Enemies in Love: A German POW, a Black Nurse, and an Unlikely Romance
By: Alexis Clark / Narrated By: Allyson Johnson
Length: 5 hrs and 19 mins
A book combining History, Romance, and WWII?!? I SHOULD’VE loved this!
But I didn’t. Cuz, see, I dunno if it’s because by the time author Alexis Clark started this book both Elinor and Frederick were dead and she couldn’t interview them directly, or if it’s because both Elinor and Frederick treated their sons poorly—I never really came to feel much for either of them. There’s a sort of detached sense regarding them that I never warmed up to ‘em.
Elinor was a nurse who spent her WWII years in the military, segregated from whites and serving at a POW camp because it was thought that fraternization between the white Germans and the black nurses would be nil. After all, Nazis were into the whole Aryan ideal thing, and Hitler’s views on blacks were, surprise surprise, most severe.
But Frederick served only because he was drafted, not from any ideological belief system on his part. And here’s another spot where the book kinda lost me. We go waaaaaay into Frederick’s family background, how his father was a womanizer, cruel, distant, never had anything good to say about his family. How his mother was a fashion plate, never said anything about the womanizing, would beat her children with a cane, would dote on Frederick at times.
We get the same backstory on Elinor too, so I’m assuming we get such detail from surviving family members so we get a more fleshed-out backstory there than the romance and family life of the two after the war. Interestingly enough, and help me read between the lines here, only one of Elinor and Frederick’s sons agreed to be interviewed for this project; Stephen declined.
Which is not surprising when we hear what all son Christopher has to say on his parents and their family. Apparently, after forming their union, Elinor and Frederick really didn’t have much time for anyone but their unit as a couple; nope, sorry kids—You’re on your own. That you’re biracial in a racist world?
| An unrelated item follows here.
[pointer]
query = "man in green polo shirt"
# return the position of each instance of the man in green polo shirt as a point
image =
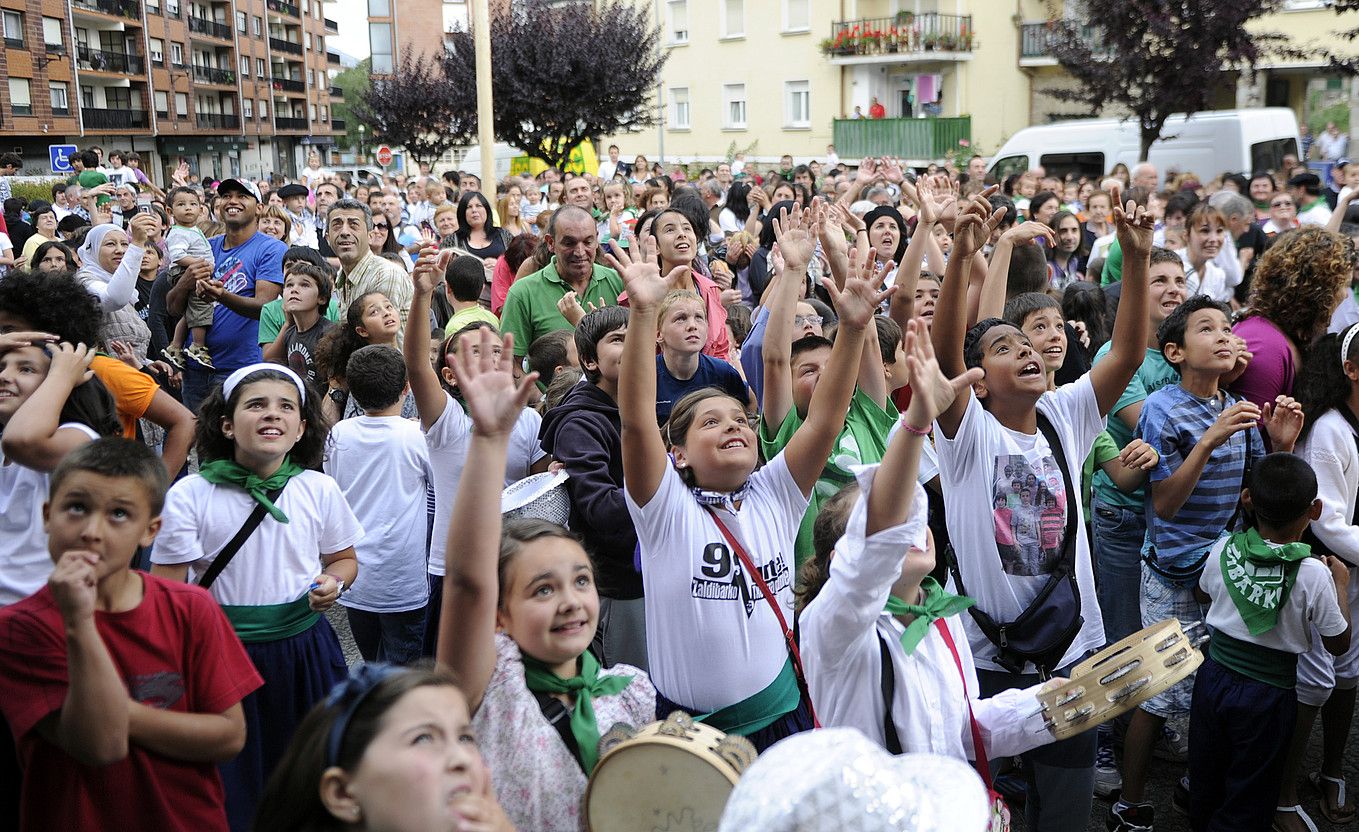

Well, neither Elinor nor Frederick are going to help you with that; they’re just going to go along in their little self-absorbed world. The only time Frederick shared anything with his sons was if he was playing his beloved jazz with them. And don’t even get me started on Elinor. Most of the book is about the rampant racism she suffered, the indignities, the hostility and violence. But she never shared anything to help her boys navigate their ways through such a world, through life.
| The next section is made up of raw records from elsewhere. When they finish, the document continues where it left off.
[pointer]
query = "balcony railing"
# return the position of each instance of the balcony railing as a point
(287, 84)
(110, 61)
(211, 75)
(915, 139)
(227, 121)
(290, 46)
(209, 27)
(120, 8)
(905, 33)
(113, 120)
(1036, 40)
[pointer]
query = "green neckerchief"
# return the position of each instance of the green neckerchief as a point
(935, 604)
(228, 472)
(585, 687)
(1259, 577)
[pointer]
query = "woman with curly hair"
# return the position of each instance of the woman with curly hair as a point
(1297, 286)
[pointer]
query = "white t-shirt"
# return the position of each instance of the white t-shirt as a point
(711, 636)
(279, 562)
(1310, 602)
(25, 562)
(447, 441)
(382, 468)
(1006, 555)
Allyson Johnson does a decent job with the narration, but there’s not too much warmth in her voice, and that doesn't help at all when one is desperately trying to find something to like about the two major players in such a romance, in such fraught times. But she brings the tones of a skilled documentarian to the work, even if her German accents are a little off-putting.
This is CERtainly a worthwhile book if you’re looking to learn about the racism black military nurses suffered, or if you want to learn more about POW camps in America during WWII. It’s just that I could sum up the first few hours this way: POWs were treated waaaaaay better in the Jim Crow South than blacks were, even if you happened to be an officer in the military—if you were black, you were in for a whole world of humiliation and hard work.
I wish I could tell you more, and I did indeed listen to this twice. But really, there wasn’t much of a connection, and by the end, all I could feel was anger emanating from their two sons.
And that never makes for a comfortable listen if you’re going for Love Story of the Century.
There. I just saved you a LOT of time.